On 7th February 2024, Mr Justice Richards heard closing submissions in the English High Court for a contested sanction hearing for Aggregate Group’s Part 26A restructuring plan. This hearing presented one of the first opportunities to analyse how the Adler decision will affect restructuring plans going forward.

Aggregate are a German real estate group whose plan proposes to restructure three classes of debt to extend the maturity of senior debts by two years and discharge junior debts. The group hope this plan will secure €190 million in new money, which will be used to recommence development of an prominent unfinished shopping boulevard in Berlin.

Aggregate’s holding company, Project Lietzenburger Straße Holdco (PLSH), represented by Tom Smith KC and two senior creditors of the project, represented by David Bayfield KC argued for the sanction of the modified plan. While J. Safra Sarasin, a tier 2 debtholder represented by Charlotte Cook and Chapelgate Credit Opportunity Master Fund, a junior creditor represented by Adam Al-Attar KC questioned the legitimacy of sanctioning the plan. The interpretation of Adler was a hotly contested topic throughout closing submissions, with all four counsels dissecting Lord Justice Snowden’s judgement, in an effort to support their arguments.


Adler emphasised the fairness test, reiterating the notion that the court must be satisfied that the plan is fair, while considering alternatives for a better or fairer substitute. The main issue before Mr Justice Richards was the question of the relevant alternative. Tom Smith KC and David Bayfield KC submitted that the alternative to the proposed plan would be liquidation. The argument followed that, in the event of liquidation, the boulevard development would be sold ‘as is’ for substantially less than gross development value, leaving the dissenting creditors with nothing. Therefore, the creditors would be no worse off as they would receive something from the plan, rather than nothing from liquidation. In contrast, Charlotte Cook suggested that if the option of a part 26A plan is removed, the creditors would reconsider other options, rather than allowing the massive cash-loss that would result from liquidation. This reconsideration would allow the creditors to overcome the unanimity threshold required to implement a restructuring plan in Luxembourg. Evidently, the court’s determination of the relative alternative will be paramount in the outcome with regards to fairness.

Give and Take

Throughout Adler, key emphasis was put on the requirement of ‘give and take’ in an arrangement rather than a mere confiscation of rights. This subject came to light in Aggregate, with the group’s offer of €200,000 to tier 2 and junior creditors to drop their claims being compared to expropriation. Once again, the question of relevant alternative is critical. Tom Smith KC suggested that the standard established in Adler of “modest” compensation is met by the modified plan, as the compensation proposed is more than the creditors would receive in the alternative, being liquidation and pari passu distribution. It will be interesting to see if the High Court agree with the ‘something is better than nothing’ approach to the give and take requirement.

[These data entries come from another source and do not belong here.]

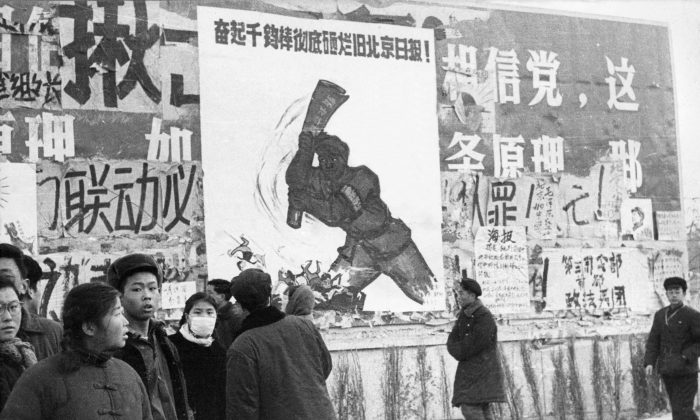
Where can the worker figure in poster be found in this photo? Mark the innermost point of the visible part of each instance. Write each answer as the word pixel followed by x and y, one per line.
pixel 349 198
pixel 474 343
pixel 673 347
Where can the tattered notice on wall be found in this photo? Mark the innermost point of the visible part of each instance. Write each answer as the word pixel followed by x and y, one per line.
pixel 669 225
pixel 174 294
pixel 370 231
pixel 65 270
pixel 636 220
pixel 18 218
pixel 100 198
pixel 596 280
pixel 501 268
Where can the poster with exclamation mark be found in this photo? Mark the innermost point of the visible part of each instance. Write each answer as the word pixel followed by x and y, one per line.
pixel 369 237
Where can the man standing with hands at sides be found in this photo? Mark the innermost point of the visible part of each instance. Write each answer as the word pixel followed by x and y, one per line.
pixel 673 347
pixel 148 349
pixel 474 343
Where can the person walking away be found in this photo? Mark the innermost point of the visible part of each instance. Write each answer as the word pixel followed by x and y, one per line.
pixel 474 343
pixel 277 367
pixel 228 315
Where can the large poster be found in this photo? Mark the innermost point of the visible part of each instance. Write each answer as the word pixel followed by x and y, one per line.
pixel 368 235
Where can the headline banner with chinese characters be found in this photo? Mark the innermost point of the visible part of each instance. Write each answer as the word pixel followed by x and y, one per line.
pixel 596 280
pixel 519 94
pixel 251 124
pixel 501 268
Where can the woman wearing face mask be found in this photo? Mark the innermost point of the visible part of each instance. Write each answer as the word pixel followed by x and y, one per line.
pixel 203 364
pixel 15 355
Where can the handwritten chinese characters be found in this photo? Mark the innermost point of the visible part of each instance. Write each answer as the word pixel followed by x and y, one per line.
pixel 501 269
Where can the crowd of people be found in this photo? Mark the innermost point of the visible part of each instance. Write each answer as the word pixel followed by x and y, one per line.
pixel 110 357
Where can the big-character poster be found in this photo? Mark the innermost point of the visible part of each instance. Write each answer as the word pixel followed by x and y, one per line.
pixel 366 185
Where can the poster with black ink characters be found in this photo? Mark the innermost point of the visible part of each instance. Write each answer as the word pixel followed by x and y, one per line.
pixel 333 124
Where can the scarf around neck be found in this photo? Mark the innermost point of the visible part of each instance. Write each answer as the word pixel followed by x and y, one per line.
pixel 18 351
pixel 185 331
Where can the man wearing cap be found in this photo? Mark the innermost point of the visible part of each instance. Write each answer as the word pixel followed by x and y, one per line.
pixel 349 198
pixel 474 343
pixel 673 347
pixel 44 334
pixel 277 366
pixel 148 349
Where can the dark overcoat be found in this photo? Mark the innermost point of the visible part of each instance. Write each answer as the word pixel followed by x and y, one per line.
pixel 205 374
pixel 473 342
pixel 105 390
pixel 277 369
pixel 673 345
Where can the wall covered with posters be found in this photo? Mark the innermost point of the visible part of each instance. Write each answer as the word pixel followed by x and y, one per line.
pixel 537 151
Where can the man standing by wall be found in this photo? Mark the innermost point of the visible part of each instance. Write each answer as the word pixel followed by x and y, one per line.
pixel 673 346
pixel 277 367
pixel 148 350
pixel 228 315
pixel 474 343
pixel 44 334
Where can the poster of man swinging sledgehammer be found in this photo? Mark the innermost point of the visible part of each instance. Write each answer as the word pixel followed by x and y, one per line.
pixel 322 150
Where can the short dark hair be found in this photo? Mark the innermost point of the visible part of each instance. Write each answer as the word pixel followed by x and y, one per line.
pixel 221 286
pixel 7 282
pixel 88 302
pixel 34 272
pixel 11 251
pixel 197 297
pixel 252 289
pixel 122 268
pixel 673 282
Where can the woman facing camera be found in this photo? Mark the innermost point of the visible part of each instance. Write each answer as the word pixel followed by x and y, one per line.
pixel 204 364
pixel 84 381
pixel 15 354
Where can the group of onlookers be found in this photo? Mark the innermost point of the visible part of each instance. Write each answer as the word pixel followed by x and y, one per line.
pixel 111 358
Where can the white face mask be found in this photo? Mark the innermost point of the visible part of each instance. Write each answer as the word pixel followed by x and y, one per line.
pixel 202 326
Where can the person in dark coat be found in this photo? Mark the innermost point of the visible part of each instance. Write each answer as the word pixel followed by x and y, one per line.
pixel 148 349
pixel 673 347
pixel 15 355
pixel 203 360
pixel 277 367
pixel 44 334
pixel 229 316
pixel 474 343
pixel 84 381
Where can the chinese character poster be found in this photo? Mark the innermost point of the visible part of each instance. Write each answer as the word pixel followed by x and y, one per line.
pixel 362 184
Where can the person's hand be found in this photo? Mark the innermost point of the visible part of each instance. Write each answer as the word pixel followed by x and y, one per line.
pixel 299 198
pixel 306 140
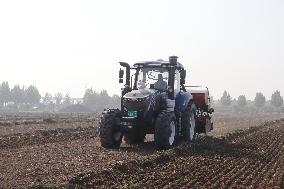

An intriguing take-away from this hearing was the submissions in relation to relevant jurisdiction and forum shopping. Despite PLSH being the Luxembourg-incorporated holding company of a German group, Tom Smith KC submitted that there was sufficient connection with England to sanction the restructuring plan as PLSH’s center of main interests (COMI) was in England. Tom Smith KC recognised that the COMI was converted to England to benefit from more advantageous insolvency legislation, but submitted this is well within their rights. The opposing creditors did not dispute this submission, but Charlotte Cook instead argued that COMI is a factual matter and the conditions are not met. It was argued that PLSH’s relocation to London did not satisfy the permanence requirement and was an illusion rather than a substantive relocation, due to lack of outward facing presence in England. It was further argued that this is a form of ‘bad forum shopping’ as it was an attempt to evade debts which could be written off under the Part 26A plan, but would not be under the Luxembourg plan. This presents an interesting dynamic between utilitising COMI while avoiding bad forum shopping.

Going forward

Mr Justice Richards reserved judgement, recognising this as an important and complex case with many nuances to consider. With Adler already being subject of much scholarly commentary and multiple interpretations being forwarded in submissions, Mr Justice Richards must now weigh up the contrasting views and outline his understanding of the case and its effects. Mr Justice Richards observed that money is short for Aggregate, who want to continue development, so time is of the essence. The embargoed judgment is expected within three to four weeks, which could provide significant insight into how the courts will apply Adler in practice.